I've seen more successful post-op patients than unsuccessful patients. Many of the poor post-op cases had substantial pain beforehand and are not generally any worse after surgery, they just aren't any better. Many people do fine and feel substantially better, especially if it is a single level problem.
 
According to the NS chair at my school, ignoring bizarre outliers (which seem to occur within all patient populations), anterior and posterior discectomies are 80/20 surgeries. Meaning: 80% do better w/ respect to QOL, pain and mobility, 20% see no change or get worse. Are those good odds? Depends on who you ask. Would I take the chance on an orthopod doing it? Only if he had done a fellowship. Otherwise, keep those sterile shop guys away from me.

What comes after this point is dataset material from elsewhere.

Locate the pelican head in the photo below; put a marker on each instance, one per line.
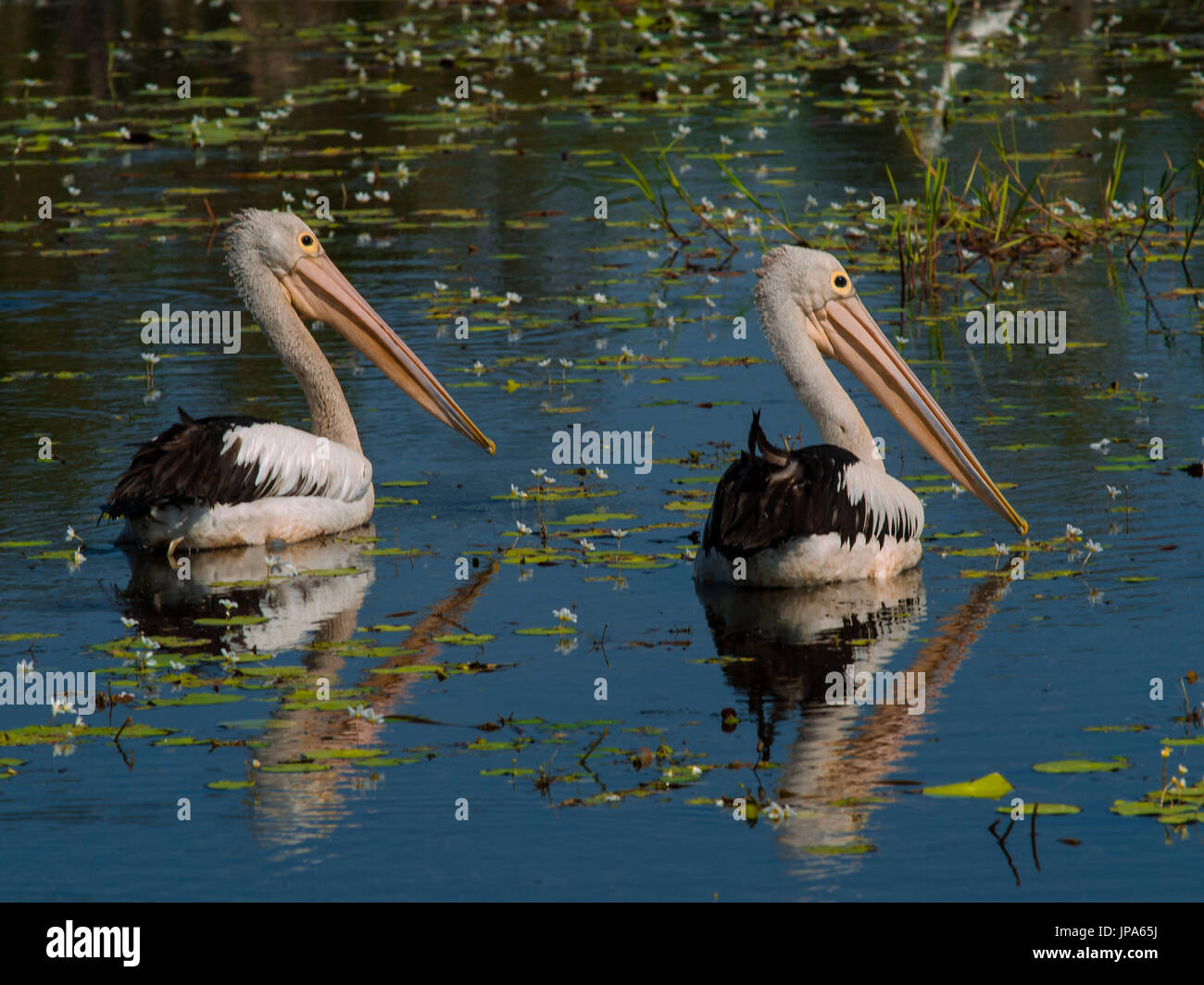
(827, 318)
(275, 256)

Nothing personal, but when you talk about a cocky physician population. it gets no better than bone-breakers.
 
My dad as well as my sister-in-law have both had lumbar discectomies and have done remarkably well. My dad has his done in '85 and continues to haul hay and sit on a tractor 8 hours a day (yeah, he's a farmer/rancher) without too many problems.

Both were done by a neurosurgeon but whether that predicts outcome, I doubt it.

Neurosurgeons and general surgeons both do carotid endarterectomies. Which one does it better? Likely whichever surgeon does more of them. These turf wars are all over the place.